International Dog of Mystery

Not surprisingly, I have gotten behind in my London posts, due to being overwhelmingly busy. Work has been crazy since I have been back from Spring Break, and when I am at home and the weather isn’t terrible, all I want to do is work in the yard so I don’t lose the gardening momentum. I will try to pick up with my next London post tomorrow.

In the meantime, I want to post a little something about this guy:


(I love that picture of Knightley, trying to jump up on a tractor with me at my parents’ house.)

Now sadly, airline restrictions keep Knightley from joining us on any travel adventure where we travel by plane (because I am incredibly uncomfortable with the idea of storing Knightley under the plane). This is a shame, because when I see those dogs in London or Paris, I think Knightley would fit right in. He would have loved Hyde Park, being able to run free and play with the other dogs. Maybe he would have made a new friend in Lupo. Who knows? The best we can do from our trips is for me to miss Knightley terribly the entire duration and then bring him back some stuffed animal memento for him to tear apart when we get home.

Until travel for dogs becomes easier, Knightley can pretend to be an international dog of mystery by experimenting with some international flair in his diet. This isn’t a problem for Knightley, as he loves trying out all kinds of foods. I am not talking about any “Made in China” dog treats of nefarious origin that probably include a healthy dose of plastic and toxic waste. Those will never do for Knightley. Nope. Instead, I am referring to his newest favored dog chew, the “Himalayan Dog Chew” made in Nepal of yak’s milk, lime juice and salt. He loves that thing. He carries it around the house with him in every room where he goes. If you try to take it away from him, he is not happy about it.

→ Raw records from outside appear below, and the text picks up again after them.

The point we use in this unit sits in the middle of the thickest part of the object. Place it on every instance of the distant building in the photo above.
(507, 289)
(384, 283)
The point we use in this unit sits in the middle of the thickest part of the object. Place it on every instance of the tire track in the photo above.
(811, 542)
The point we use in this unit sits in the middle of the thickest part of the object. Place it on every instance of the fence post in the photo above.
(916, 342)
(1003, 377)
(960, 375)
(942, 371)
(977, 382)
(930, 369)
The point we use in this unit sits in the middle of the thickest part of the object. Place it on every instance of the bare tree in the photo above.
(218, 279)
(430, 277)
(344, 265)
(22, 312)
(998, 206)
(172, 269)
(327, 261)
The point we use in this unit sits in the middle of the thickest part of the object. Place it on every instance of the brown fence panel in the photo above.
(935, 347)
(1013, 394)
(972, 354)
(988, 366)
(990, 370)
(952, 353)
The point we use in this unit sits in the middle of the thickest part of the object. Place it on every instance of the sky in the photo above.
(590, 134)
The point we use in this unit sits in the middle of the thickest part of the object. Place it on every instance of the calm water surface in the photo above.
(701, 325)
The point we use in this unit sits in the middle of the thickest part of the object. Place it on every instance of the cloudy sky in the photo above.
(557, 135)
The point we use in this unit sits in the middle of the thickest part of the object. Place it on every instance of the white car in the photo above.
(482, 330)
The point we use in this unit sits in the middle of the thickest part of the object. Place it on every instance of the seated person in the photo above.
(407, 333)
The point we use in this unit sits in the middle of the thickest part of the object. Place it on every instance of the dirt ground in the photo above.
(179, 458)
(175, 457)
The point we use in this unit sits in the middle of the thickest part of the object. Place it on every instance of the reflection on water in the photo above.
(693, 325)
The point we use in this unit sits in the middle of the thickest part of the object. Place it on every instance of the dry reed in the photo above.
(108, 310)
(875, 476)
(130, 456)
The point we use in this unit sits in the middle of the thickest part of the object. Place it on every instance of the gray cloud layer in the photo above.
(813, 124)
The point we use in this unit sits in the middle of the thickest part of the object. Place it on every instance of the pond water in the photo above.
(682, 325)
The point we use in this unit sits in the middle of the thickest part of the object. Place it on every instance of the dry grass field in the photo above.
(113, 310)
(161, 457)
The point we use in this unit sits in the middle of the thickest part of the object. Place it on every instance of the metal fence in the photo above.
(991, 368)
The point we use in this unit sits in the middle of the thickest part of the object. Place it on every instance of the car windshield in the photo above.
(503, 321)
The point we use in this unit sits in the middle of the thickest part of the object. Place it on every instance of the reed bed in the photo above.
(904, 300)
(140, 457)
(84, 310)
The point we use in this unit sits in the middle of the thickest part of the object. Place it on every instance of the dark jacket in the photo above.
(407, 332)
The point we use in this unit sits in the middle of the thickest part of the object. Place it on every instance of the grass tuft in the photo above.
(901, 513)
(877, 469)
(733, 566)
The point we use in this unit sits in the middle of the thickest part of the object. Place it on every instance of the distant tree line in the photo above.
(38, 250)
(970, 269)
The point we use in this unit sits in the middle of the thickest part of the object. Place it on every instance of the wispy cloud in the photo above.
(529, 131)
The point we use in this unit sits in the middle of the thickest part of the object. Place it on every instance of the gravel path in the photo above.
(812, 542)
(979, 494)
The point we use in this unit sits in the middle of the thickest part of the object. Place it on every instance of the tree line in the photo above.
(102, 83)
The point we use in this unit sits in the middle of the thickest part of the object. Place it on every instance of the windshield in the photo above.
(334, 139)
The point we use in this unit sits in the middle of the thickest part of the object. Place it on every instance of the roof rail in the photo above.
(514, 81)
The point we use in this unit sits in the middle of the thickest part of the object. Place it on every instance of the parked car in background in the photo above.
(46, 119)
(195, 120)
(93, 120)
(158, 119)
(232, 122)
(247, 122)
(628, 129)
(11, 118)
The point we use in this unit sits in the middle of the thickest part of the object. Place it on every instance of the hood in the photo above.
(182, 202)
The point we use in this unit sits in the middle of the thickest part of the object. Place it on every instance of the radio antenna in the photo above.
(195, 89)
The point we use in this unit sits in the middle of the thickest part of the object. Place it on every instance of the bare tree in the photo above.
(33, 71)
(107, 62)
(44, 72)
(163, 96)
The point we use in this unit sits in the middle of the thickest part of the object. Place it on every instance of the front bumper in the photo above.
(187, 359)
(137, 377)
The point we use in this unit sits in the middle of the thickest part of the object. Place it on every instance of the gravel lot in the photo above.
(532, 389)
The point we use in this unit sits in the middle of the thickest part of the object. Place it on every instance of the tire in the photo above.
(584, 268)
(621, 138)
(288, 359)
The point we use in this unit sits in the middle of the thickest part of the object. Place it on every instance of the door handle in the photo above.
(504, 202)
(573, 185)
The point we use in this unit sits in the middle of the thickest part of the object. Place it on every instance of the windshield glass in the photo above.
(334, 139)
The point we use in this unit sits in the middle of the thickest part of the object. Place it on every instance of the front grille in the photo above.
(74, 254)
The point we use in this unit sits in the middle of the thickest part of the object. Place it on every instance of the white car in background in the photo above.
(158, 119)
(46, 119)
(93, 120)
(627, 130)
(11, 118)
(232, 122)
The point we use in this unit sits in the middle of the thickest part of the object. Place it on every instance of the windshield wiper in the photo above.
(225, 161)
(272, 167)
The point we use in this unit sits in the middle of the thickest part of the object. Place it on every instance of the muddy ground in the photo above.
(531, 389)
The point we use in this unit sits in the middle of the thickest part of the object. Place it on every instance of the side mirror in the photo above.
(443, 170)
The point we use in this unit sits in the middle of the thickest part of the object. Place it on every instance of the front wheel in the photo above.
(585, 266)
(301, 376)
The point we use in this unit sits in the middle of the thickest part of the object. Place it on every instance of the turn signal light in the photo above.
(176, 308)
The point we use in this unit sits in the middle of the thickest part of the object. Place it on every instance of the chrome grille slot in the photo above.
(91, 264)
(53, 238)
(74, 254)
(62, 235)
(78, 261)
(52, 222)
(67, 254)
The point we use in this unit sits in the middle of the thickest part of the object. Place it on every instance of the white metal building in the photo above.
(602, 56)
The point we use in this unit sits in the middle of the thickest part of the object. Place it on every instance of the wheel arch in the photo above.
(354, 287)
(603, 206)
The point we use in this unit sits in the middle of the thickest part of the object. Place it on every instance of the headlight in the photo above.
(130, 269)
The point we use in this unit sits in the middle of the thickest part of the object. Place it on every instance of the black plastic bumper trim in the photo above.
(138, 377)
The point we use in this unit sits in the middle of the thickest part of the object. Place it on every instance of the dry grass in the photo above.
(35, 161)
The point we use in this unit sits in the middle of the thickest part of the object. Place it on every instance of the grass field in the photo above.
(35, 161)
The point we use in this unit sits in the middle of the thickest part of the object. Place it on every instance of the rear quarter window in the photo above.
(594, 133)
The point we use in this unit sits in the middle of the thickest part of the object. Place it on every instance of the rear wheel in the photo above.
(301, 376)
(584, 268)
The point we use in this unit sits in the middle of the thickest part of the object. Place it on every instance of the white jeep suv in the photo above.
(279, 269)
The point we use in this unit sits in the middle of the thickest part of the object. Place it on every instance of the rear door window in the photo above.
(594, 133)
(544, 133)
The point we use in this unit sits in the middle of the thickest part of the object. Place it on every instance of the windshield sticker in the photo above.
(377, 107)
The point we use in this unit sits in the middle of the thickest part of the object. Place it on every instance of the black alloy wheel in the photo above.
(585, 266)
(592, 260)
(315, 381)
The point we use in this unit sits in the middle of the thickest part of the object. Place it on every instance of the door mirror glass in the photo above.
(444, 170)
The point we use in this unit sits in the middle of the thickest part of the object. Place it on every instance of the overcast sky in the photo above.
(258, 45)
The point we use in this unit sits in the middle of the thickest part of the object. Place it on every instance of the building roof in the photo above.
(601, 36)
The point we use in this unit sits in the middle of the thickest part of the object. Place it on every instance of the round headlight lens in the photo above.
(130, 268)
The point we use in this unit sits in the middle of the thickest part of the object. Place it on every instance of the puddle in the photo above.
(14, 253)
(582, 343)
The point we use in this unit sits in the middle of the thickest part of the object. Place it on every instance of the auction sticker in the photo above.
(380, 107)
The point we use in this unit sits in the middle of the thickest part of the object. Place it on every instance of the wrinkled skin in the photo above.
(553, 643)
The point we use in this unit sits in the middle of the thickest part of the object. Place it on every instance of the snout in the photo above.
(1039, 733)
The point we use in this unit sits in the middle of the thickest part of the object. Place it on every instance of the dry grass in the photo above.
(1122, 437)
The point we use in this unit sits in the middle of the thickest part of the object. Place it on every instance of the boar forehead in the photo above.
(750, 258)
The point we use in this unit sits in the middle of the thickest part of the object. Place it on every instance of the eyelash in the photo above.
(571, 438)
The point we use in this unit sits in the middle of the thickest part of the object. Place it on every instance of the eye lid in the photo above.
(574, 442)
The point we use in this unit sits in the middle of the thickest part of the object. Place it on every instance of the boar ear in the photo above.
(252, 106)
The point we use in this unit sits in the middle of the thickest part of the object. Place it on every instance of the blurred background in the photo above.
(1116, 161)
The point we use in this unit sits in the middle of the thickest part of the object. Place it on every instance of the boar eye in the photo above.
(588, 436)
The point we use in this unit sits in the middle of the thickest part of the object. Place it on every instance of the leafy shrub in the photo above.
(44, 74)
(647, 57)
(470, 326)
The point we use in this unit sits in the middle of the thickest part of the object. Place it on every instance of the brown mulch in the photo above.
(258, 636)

Also, because he doesn’t tolerate chicken in his diet very well and has a sensitive stomach when it comes to grain, he is trying out a new source of protein for his kibble – kangaroo. I didn’t feel guilty about feeding Knightley kangaroo (because I heard that there are so many of them in Australia, and they are raised commercially on farms, etc.) and then today I saw this article, that might have made me feel more guilty about it. I don’t know, survival of the fittest or in Knightley’s case, survival of the most pampered must mean something in this situation?

Knightley doesn’t have time to think about the poor kangaroo when he is inhaling his kibble. I have to carry that guilt for him.